There is very little elevation gain on the Florida Trail. That much is true. That does not mean the FT is a cake walk, however. Experienced hikers from Appalachia and out west tend to assume that the FT is easy because of its elevation profile, but mud and water are tough obstacles. Walking through ankle-deep mud on the FT is like walking uphill in the snow. You have to work hard to lift your foot against the suction of the mud, only to have it sink back down with each step. Preparing for the FT requires recognition of this reality.
The Florida Trail thrusts NOBO hikers into the Big Cypress Swamp on day one and the swamp is not to be underestimated. Walking through deep mud and standing water is difficult and slow, even
for the strongest hikers. Days are hot and daylight hours are short. If you get tired, you often cannot take a sit-down break, let alone call it a day and make camp, because there is no dry
land. Campsites are on small islands a full day's walk from each other.
This tiring trek through the swamp continues for 40 miles without a road crossing. There is no place to bail out. If you decide to quit, you can't. There is no choice except to keep hiking.
Even when you leave Big Cypress at I75, you are still ____ miles from Clewiston, the first town on the FT and the first opportunity for an indoor zero day.
For these reasons we recommend that you arrive at the terminus strong, fit, and comfortable carrying your pack.
Despite training physically for the hike, the first two weeks will be difficult on your body. Even people in great shape do not exercise eight hours a day, every day, for weeks at a time.
However, that is what a thru-hike is like: unending exercise.
During the first two weeks the body panics — unsure what is happening, it diverts blood from the digestive and other organs to supply muscles. Consequently, you lose your appetite. After a long hard day of hiking, you find that you just can’t finish your dinner. It feels awful, but you have to force yourself to eat.
Around day fourteen you feel as if a switch has been thrown — suddenly your appetite returns (greater than normal too), and you have more stamina. This has happened to our editors on every thru-hike (and thru-paddle) we've undertaken.
So take it slow the first two weeks and give your body time to adjust to the challenge of the trail. Only hike a few miles the first and second day, then add a few more. And if you can, take a break every twenty minutes — it’s a marathon, not a sprint. This is the best strategy for someone starting a long trek, whether it's their first thru-hike or their fifth.

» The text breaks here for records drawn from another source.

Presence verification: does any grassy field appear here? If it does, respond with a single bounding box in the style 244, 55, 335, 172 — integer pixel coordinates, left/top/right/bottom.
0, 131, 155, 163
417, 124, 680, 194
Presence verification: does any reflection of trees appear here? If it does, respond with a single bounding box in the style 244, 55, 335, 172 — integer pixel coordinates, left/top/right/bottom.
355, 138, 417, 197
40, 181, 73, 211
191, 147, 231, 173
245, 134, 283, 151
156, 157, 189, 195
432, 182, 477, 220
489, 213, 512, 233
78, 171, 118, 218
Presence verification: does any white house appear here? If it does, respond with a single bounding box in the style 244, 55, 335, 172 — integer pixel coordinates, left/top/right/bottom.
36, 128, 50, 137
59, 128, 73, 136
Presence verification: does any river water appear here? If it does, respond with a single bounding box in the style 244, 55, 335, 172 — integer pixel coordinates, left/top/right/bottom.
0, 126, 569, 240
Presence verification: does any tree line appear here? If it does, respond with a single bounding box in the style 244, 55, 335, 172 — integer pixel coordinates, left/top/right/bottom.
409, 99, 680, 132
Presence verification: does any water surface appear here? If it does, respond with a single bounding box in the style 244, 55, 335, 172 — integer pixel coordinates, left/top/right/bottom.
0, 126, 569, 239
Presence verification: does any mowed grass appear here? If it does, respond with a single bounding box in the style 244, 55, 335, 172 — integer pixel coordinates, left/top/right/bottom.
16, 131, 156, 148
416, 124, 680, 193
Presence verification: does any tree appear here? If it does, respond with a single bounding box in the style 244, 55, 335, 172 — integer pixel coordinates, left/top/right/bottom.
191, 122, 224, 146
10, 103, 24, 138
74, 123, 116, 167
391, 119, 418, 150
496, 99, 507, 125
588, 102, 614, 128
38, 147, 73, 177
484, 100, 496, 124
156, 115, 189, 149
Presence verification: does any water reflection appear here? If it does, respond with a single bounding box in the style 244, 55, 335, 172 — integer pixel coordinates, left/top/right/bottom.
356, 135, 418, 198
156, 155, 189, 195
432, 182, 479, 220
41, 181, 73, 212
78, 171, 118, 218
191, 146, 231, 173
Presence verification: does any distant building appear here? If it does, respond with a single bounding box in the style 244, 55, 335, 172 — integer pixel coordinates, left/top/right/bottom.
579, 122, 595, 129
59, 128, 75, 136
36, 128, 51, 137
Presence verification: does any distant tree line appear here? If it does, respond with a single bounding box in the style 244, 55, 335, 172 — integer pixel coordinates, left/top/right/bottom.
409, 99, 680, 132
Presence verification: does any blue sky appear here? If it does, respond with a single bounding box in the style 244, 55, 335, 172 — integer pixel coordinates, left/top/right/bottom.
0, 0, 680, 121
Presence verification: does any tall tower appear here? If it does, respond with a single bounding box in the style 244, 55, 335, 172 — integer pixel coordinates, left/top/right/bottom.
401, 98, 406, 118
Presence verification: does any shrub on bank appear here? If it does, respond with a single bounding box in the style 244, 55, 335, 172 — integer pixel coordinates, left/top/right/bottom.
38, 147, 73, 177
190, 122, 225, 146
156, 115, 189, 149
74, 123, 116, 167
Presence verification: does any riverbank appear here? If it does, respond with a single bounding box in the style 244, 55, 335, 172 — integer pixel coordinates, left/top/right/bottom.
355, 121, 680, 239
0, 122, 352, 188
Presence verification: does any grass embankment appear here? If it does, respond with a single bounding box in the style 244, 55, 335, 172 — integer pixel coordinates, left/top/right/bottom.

A zero day is a day where you do zero miles on the trail. A nero is a near-zero, typically a brief couple of easy miles before getting into town.
It is crucial to your health and the overall success of your thru-hike that you take a zero day once a week. Even God rested on the seven day. (Supposedly, we weren't there.) Your body needs a rest and without a regular schedule of zero days, you will flame out and the trip will come to an end.
However, what tends to happen is that zero days become work days. Gear is cleaned and repaired, groceries are bought, laundry is washed, et cetera. Thru-hikers consistently report being more tired at the end of a zero day — from running errands — than they are at the end of a normal hiking day. Our editors prefer to nero into a trail town, get chores done that day, and then zero the next day.
Also, if you have plenty of supplies, you can zero at a campsite. We love to do this — spend a day hanging out in camp, reading, watching the lake or river, exploring the hammock or forest or park where we've camped. These are the most relaxing days.